Il soutient, en réponse à l'argumentation de la Mutualité Sociale Agricole, que si le GAEC Du Paradou est devenu GAEC partiel suite au bail, la Mutualité Sociale Agricole ne saurait apprécier la conformité de la situation en se substituant au Comité d'agrément GAEC, seul compétent pour définir la situation juridique du GAEC et en tirer les conséquences, ni se servir d'une éventuelle non-conformité qui n'est pas démontrée.

Par ailleurs, il conteste l'affirmation selon laquelle le financement de l'aménagement du gîte contracté en 1992 ait été repris depuis par le GAEC.

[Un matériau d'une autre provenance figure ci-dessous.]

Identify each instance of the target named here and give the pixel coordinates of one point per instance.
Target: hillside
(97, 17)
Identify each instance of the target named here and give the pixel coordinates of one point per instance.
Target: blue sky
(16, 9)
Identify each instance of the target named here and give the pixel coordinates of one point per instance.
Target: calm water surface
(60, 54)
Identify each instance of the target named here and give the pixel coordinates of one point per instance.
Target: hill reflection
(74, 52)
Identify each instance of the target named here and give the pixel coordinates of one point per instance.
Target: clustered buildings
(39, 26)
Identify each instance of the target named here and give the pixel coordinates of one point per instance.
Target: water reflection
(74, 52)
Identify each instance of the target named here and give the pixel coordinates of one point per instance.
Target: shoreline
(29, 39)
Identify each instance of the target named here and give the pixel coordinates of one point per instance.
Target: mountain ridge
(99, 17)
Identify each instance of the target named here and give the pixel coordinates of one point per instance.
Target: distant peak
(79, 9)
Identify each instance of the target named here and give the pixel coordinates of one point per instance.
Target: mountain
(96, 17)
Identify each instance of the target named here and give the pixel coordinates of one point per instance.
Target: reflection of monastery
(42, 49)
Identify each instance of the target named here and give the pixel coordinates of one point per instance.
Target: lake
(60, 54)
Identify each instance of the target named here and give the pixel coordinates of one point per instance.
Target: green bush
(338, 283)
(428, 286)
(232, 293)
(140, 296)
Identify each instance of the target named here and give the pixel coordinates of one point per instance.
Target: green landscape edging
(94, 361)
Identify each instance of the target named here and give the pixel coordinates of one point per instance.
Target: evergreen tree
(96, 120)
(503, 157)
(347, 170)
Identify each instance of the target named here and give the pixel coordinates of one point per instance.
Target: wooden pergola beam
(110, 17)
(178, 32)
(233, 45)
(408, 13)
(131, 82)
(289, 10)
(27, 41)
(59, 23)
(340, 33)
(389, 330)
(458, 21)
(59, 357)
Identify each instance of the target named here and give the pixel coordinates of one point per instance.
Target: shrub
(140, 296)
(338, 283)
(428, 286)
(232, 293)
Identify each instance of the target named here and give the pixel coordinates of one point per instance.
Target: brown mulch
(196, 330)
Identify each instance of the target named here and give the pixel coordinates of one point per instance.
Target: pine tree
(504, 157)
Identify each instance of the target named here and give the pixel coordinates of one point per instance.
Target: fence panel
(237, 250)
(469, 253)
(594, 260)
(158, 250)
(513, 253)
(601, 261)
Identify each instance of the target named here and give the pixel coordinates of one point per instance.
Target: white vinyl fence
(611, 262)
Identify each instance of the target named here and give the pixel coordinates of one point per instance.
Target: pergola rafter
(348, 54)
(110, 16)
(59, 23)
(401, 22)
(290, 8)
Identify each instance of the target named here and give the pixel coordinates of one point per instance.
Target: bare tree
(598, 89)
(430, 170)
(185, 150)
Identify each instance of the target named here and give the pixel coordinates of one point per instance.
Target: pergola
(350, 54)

Enfin, en ce qui concerne la direction de l'activité de location, il

fait valoir qu'il ressort de plusieurs attestations et du rapport de contrôle effectué par la MSA, qu'elle est assurée par Françoise X... qui n'était pas chef d'exploitation en 2003 et 2004, qu'en vertu des articles 1428 et suivants du Code civil, l'administration des biens propres d'un époux peut être confiée à l'autre et qu'il est alors fait application des règles du mandat tacite. Il ajoute que les salariés sont employés par Françoise X..., que les documents établis à son nom s'expliquent par le simple fait qu'il est propriétaire du gîte et que les seuls actes effectués par la personne dirigeant de manière effective le gîte sont les contrats de location qui sont établis au nom des deux époux.

Il demande en conséquence à la cour :

- de constater l'irrégularité du calcul des cotisations sociales à sa charge pour les années 2003 et 2004 en ce que les revenus de la location meublée du gîte sont intégrés dans l'assiette de calcul,

- d'infirmer la décision de la commission de recours amiable de la Mutualité Sociale Agricole du Lot et le jugement du tribunal des affaires de sécurité sociale du Lot du 27 juin 2005,

- de juger que l'activité de location de gîte rural dirigée par Françoise X... ne relève pas du régime agricole et que les revenus du gîte n'entrent pas dans l'assiette des cotisations sociales agricoles au nom de Jean Paul X...,

- de condamner la Mutualité Sociale Agricole du Lot au paiement de la somme de 1.200 ç en application de l'article 700 du nouveau Code de procédure civile.*

La Mutualité Sociale Agricole conclut à la confirmation du jugement déféré qui a considéré comme remplies les conditions posées par l'article D.772-4 du Code rural issu du décret du 27 juillet 2003 rendant applicable le régime de protection sociale des non salariés agricoles aux structures d'accueil touristiques.

Elle fait valoir :

- sur la première condition relative au mobilier et services offerts, que le confort, les services et la qualité du gîte rural de Jean-Paul X... sont un critère déterminant de sa location.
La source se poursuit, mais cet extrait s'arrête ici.